The husband of Bella's 'past life' Victoria Blessington, who shows up to reclaim Bella after learning of her existence.


  • Asshole Victim: Having one's brain swapped with that of a goat would be an undeniably horrifying fate, but considering how Alfie shut Bella in his house and attempted to perform female genital mutilation on her, the audience doesn't feel too bad when it happens to him.
  • Bad Boss: He takes great cheer in tormenting his servants, such as by calling in a maid to bring in hot soup and then startling her so she spills the soup over herself. Tellingly, the first thing he tells Bella upon arriving at the estate is that he "fears an uprising." In addition, there is strong implication that in his career as a General he was a sadist to his men.
  • Beyond Redemption: For all her idealism and unwavering belief that people can be improved and healed of certain negative "aspects," Alfie's gratuitous cruelty proves too much for her. So she "improves" him by swapping his brain for a goat's, and everyone is better off.
  • Card-Carrying Villain: He merely chuckles when Bella surmises that he and Victoria fell in love with each other over their mutual love of casual cruelty.
  • Composite Character: His personality in the film is combined with aspects of Bella's recollection of her father from the novel.
  • Faux Affably Evil: He is consistently soft-spoken and gentle in the way he speaks, which belies his casual cruelty and desire to control his wife.
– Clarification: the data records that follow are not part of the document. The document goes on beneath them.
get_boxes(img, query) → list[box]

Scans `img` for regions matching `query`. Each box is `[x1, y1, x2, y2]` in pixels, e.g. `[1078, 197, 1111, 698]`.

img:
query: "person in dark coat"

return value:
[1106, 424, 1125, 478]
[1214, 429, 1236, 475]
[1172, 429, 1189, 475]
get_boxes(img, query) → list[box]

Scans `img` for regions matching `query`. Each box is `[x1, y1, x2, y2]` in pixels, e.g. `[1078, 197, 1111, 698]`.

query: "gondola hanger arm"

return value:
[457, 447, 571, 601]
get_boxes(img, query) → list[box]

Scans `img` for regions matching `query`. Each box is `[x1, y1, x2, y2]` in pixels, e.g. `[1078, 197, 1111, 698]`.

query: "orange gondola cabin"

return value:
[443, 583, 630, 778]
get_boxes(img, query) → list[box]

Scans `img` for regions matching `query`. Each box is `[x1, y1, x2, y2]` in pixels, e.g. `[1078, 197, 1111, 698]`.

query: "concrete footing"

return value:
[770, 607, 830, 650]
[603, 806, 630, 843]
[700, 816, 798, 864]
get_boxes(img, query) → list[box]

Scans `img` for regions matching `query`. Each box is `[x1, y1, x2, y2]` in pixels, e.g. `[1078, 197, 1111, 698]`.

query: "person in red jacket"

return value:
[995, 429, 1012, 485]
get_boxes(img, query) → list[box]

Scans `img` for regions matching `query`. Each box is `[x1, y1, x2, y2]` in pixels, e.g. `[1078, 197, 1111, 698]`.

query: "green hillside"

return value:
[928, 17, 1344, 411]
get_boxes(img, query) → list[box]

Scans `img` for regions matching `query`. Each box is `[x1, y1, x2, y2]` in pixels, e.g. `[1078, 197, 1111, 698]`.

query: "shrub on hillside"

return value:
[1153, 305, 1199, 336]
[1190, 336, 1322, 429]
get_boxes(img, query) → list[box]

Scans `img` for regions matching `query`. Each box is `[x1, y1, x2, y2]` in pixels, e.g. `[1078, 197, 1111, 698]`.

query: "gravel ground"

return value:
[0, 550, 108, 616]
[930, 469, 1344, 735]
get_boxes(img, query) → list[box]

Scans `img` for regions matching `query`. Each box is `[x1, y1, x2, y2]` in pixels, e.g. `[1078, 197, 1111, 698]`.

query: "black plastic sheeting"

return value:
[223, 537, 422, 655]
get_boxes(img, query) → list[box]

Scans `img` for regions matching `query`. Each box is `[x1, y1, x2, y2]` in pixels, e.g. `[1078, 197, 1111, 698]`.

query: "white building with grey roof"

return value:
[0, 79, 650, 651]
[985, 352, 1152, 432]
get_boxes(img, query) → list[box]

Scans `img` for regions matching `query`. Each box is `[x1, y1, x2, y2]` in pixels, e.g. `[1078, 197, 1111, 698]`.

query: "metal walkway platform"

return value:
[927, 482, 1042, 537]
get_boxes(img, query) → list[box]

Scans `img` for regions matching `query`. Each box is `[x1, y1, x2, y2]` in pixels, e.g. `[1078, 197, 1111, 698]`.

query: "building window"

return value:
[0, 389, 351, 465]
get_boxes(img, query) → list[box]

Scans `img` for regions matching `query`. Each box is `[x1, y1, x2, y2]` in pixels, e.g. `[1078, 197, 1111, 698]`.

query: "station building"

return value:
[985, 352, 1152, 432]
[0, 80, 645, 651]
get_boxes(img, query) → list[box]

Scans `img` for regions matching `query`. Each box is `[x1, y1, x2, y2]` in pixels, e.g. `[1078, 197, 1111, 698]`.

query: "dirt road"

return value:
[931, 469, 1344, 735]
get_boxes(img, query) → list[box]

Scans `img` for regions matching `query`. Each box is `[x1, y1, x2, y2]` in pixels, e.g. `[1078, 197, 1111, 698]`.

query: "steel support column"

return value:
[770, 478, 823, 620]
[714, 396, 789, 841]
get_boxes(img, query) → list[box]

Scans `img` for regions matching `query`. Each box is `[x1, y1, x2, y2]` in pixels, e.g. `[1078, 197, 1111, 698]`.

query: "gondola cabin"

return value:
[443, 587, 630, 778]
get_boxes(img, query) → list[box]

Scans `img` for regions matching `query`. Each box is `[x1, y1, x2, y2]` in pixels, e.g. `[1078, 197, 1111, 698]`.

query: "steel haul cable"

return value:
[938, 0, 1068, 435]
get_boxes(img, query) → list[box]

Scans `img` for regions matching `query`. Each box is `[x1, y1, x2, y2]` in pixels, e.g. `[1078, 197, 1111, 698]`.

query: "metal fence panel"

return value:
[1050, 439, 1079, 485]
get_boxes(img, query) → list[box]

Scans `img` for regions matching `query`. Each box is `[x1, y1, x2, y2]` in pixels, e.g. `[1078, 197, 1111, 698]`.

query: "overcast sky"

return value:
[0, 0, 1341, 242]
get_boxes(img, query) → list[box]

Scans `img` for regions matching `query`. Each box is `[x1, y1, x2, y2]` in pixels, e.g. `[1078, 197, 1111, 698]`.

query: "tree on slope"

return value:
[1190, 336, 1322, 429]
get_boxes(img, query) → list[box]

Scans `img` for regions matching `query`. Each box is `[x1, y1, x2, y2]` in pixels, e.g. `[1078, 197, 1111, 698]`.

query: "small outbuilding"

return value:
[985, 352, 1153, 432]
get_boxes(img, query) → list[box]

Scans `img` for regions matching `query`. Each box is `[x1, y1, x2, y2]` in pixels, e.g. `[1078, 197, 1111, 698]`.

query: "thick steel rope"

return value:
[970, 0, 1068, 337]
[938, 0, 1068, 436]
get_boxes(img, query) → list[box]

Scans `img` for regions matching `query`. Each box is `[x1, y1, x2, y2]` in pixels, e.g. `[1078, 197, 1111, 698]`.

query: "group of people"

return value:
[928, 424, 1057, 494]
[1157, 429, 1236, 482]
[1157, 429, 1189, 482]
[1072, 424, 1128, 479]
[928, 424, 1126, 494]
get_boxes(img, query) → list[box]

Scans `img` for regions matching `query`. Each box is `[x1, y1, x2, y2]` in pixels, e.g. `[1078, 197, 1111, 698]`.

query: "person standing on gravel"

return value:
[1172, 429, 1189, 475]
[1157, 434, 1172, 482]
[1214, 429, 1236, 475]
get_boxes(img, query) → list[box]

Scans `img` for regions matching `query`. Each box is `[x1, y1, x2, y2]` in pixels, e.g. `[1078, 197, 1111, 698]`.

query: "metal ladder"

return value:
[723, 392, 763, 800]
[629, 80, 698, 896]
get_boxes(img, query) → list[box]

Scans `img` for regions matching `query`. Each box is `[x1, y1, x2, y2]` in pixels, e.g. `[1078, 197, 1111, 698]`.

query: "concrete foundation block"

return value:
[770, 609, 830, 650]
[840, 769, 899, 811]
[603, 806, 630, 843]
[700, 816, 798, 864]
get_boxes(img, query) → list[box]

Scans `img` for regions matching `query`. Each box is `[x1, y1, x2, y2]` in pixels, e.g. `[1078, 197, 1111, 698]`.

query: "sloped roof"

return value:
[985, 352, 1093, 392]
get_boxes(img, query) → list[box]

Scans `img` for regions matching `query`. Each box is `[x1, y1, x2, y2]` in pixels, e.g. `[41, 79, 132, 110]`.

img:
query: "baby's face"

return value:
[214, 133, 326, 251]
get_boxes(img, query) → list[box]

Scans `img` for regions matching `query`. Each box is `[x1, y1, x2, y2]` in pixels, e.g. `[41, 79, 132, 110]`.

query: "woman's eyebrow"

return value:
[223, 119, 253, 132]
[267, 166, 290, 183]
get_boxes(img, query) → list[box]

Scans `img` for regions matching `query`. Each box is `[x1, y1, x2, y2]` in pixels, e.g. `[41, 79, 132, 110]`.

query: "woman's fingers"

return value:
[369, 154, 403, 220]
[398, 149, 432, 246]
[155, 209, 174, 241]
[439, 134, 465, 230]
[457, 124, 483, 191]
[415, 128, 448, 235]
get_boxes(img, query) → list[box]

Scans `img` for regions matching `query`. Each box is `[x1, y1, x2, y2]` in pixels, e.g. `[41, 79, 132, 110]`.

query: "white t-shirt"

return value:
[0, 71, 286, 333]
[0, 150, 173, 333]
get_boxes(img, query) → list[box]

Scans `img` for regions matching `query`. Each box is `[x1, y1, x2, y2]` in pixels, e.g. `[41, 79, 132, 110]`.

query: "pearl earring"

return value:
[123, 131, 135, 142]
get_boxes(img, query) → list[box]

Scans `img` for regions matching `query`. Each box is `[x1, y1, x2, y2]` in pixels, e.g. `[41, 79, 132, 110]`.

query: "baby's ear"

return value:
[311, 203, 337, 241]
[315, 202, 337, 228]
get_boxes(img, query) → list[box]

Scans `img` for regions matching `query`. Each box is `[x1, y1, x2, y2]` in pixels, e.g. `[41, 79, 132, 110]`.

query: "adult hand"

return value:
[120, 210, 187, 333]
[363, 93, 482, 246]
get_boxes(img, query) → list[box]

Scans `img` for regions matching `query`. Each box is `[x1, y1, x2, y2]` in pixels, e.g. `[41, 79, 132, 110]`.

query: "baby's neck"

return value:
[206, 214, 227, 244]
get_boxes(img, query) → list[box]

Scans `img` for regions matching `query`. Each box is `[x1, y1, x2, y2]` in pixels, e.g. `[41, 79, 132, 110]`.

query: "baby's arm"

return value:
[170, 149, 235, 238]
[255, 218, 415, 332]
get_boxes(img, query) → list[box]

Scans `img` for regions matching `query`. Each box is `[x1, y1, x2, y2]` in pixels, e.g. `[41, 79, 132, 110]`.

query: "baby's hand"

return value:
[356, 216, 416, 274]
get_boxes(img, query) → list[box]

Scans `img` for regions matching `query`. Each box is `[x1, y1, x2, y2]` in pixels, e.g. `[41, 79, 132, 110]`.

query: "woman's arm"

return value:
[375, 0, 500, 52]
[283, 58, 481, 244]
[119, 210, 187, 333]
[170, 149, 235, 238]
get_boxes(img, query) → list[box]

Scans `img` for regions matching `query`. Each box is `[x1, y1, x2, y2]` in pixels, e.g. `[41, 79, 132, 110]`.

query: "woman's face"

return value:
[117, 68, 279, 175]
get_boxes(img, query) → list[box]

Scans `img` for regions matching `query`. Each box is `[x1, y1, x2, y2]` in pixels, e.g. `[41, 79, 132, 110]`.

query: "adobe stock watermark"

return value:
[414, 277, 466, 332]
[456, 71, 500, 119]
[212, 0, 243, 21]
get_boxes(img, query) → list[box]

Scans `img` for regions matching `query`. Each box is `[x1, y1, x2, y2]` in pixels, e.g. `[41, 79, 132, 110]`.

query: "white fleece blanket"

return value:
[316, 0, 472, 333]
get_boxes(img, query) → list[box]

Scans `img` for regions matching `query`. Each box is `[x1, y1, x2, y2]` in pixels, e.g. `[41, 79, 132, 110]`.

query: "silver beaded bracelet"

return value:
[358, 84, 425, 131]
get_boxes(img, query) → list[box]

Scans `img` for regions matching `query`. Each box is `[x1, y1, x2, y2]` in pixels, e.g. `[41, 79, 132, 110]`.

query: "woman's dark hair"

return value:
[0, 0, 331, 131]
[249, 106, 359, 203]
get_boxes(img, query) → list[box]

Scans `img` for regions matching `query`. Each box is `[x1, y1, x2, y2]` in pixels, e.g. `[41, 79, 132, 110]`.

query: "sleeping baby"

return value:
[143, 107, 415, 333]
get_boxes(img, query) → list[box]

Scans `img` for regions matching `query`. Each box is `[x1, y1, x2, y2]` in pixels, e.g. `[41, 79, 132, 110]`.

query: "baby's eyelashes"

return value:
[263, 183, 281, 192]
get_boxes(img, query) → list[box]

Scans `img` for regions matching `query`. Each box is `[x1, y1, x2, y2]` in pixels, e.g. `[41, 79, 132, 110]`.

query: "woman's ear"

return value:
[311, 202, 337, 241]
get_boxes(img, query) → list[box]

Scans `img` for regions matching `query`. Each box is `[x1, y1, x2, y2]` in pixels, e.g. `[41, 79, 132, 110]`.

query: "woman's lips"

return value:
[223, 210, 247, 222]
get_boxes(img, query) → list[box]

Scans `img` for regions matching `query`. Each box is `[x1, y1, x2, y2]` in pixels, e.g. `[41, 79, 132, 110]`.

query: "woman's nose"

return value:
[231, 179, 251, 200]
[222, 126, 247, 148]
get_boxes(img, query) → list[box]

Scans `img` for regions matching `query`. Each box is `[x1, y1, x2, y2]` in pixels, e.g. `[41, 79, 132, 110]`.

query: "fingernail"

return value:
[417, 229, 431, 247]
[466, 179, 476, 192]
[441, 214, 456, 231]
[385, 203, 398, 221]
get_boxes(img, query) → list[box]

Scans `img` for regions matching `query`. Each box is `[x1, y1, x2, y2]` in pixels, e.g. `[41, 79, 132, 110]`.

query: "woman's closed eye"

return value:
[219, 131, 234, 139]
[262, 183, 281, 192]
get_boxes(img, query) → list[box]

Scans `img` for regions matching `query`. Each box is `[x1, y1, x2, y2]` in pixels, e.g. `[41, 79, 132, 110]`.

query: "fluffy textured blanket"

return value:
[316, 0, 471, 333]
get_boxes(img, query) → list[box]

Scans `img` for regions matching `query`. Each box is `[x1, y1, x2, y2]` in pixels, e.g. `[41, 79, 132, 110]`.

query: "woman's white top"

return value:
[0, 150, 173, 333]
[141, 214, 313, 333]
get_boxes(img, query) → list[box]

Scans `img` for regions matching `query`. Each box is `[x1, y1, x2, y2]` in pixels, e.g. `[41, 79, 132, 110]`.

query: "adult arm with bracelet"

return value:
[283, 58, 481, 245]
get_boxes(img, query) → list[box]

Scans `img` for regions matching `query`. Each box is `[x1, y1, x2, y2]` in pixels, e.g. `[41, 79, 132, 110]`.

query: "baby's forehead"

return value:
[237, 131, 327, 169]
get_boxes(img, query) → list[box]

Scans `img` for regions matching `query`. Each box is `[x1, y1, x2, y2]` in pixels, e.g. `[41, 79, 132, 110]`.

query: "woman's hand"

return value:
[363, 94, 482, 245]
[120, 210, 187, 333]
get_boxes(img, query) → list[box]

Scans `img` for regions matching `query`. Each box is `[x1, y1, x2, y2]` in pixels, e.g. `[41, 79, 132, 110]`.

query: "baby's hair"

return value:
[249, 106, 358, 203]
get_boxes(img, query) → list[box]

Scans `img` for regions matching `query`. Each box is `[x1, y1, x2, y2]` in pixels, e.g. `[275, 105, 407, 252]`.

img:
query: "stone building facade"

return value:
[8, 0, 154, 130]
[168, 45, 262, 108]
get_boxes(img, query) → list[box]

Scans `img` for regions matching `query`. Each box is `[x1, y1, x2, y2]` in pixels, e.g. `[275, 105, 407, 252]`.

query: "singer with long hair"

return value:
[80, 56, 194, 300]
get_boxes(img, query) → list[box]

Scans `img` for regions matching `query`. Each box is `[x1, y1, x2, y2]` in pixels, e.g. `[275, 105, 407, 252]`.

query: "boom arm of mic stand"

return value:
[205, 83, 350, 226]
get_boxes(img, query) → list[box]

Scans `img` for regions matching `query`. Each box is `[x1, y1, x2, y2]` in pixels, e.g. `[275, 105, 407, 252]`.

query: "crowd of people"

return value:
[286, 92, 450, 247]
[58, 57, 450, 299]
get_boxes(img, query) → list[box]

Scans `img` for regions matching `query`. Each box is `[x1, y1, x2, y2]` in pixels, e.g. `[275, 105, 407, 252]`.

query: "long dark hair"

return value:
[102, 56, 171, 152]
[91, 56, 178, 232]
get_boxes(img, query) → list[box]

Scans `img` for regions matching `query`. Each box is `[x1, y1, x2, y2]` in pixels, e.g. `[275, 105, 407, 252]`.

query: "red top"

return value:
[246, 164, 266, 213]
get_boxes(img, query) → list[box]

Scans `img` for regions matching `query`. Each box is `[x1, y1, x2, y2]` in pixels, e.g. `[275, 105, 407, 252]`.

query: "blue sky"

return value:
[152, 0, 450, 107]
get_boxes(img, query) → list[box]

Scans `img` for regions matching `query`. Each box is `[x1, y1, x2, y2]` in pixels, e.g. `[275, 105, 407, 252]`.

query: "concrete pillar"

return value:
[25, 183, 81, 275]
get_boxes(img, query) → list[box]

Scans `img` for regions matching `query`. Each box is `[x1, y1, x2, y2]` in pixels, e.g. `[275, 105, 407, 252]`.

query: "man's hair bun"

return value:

  • Hate Sink: Blessington has no redeeming qualities whatsoever: he's abusive to his servants, imprisons Bella in her home, and makes it clear that he plans to subject her to genital mutilation as a further means of controlling her. And unlike Duncan, who's more of a Lovable Rogue, Blessington's scenes are played entirely without comedy — nothing he does is funny, just cruel. As such, no tears are shed when he's Bella's first "experiment" in mind-swapping, and his fate to live with a goat's brain in his body feels justified.
  • Hoist by His Own Petard: After Bella chucks the sedative he tried to force onto her back in his face, he ends up accidentally shooting himself with the very gun he used to threaten Bella and the staff.
  • Ironic Name: A controlling, abusive man with the surname Blessington.
  • Marital Rape License: Implicitly practiced one with Victoria (should we chose to believe he's lying about Victoria's moral character, it got to the point she chose to kill herself with her unborn child rather than live with Alfie), and he makes it he has no regard for Bella's consent when he decides to father a new heir.
  • Plot-Irrelevant Villain: Downplayed. Alfie's presence in the film is foreshadowed early on in the form of the unanswered question of why Victoria was Driven to Suicide, and he serves as Victoria's final obstacle before her happy ending, but he only appears in the final thirty minutes of the movie when every other loose end has been wrapped up. In the end, Victoria admits he was just "a part of someone else's story."